Dr. Anthony Yang, President of Moldex3D North America, said it is the company's responsibility to assist the academic world in nurturing the next generation by offering its state-of-the-art simulation technologies and resources. "As the world's largest independent CAE software developer, we are truly pleased for the opportunity to partner with Clemson University, which has one of the most elite automotive engineering programs in the world, to help students gain more practical hands-on CAE experiences and further equip them with a viable simulation ability to compete in the future job market," he said.

The software will advance Assistant Professor Srikanth Pilla's research and educational capabilities in injection molding, specifically on supercritical fluid-assisted foam injection molding. "This gift enhances the unique capabilities that we can do in my research lab at CU-ICAR and will prepare students for industry with hands-on experience," Pilla said. "When using thermoplastic materials for body panels, interior parts and other components, injection molding with Moldex3D software is an important technology."

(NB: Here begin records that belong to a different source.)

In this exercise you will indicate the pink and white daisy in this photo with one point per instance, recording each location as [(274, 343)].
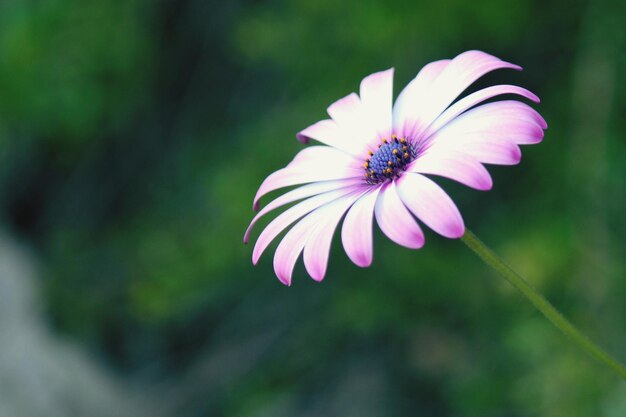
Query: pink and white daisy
[(376, 158)]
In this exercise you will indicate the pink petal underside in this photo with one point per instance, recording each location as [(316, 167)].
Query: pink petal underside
[(292, 244), (298, 194), (414, 95), (317, 248), (490, 133), (280, 223), (476, 98), (330, 133), (453, 80), (431, 205), (315, 163), (454, 165), (377, 100), (395, 220), (356, 233), (488, 149)]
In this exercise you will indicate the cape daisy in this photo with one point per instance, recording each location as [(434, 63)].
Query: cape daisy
[(376, 155)]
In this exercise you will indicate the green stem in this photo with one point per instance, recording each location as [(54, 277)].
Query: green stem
[(541, 303)]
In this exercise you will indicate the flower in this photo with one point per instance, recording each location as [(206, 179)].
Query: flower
[(375, 157)]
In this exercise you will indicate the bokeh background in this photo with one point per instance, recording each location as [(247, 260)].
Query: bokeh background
[(133, 135)]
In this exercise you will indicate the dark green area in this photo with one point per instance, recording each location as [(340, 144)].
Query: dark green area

Pilla added that Moldex3D's gift advances the fundamental understanding of his research lab's experimental research and reduces overall costs by enabling an understanding of process physics and properties prior to physical experimentation. "With existing experimental infrastructure that includes the nation's only integrated MuCell molding machine, this gift will further position Clemson and our lab at the forefront of injection molding research and training," he said.

Dr. Yang noted that this software donation is just the beginning of this joint collaboration. "We believe that both Moldex3D and Clemson will benefit greatly from this collaboration, and we are confident that this will continue to move forward with efforts from both sides," he added.